Teacher Benefits Are Eating Away at Salaries

Chad Aldeman:

The big news out of the latest Public Education Finances Report is official confirmation that school districts spent less money per student in 2010-11 than they had the year before, the first one-year decline in nearly four decades. It’s worth taking some time to reflect on that fact, but the full report is also a valuable source of data on state and district revenues and expenditures and the entirety of the $600 billion public K-12 education industry. One key takeaway is that employee benefits continue to take on a rising share of district expenditures.
The table below uses 19 years of data (all years that are available online) to show total current expenditures (i.e. it excludes capital costs and debt), expenditures on base salaries and wages, and expenditures on benefits like retirement coverage, health insurance, tuition reimbursements, and unemployment compensation. Although it would be interesting to sort out which of these benefits have increased the most, the data don’t allow us to draw those granular conclusions. But they do tell us that teachers and district employees are forgoing wage increases on behalf of benefit enhancements.

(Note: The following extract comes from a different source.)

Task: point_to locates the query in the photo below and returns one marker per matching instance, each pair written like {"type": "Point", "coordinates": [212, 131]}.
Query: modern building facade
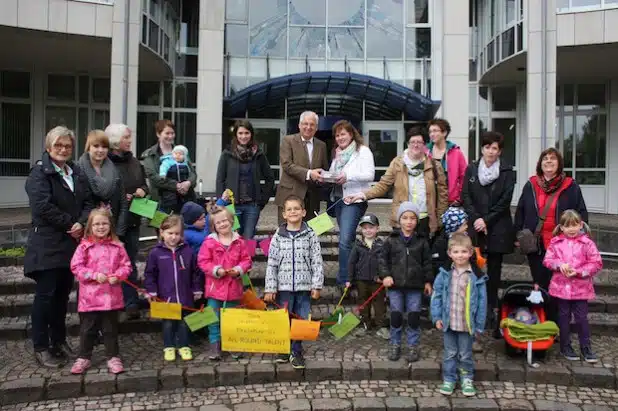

From 2001 to 2011 alone, public education spending increased 49 percent, but, while salaries and wages increased 37 percent, employee benefits increased 88 percent. Twenty years ago, districts spent more than four dollars in wages to every one dollar they spent on benefits. Now that ratio has dropped under three-to-one. Benefits now eat up more than 20 percent of district budgets, or $2,262 per student, and those numbers are climbing.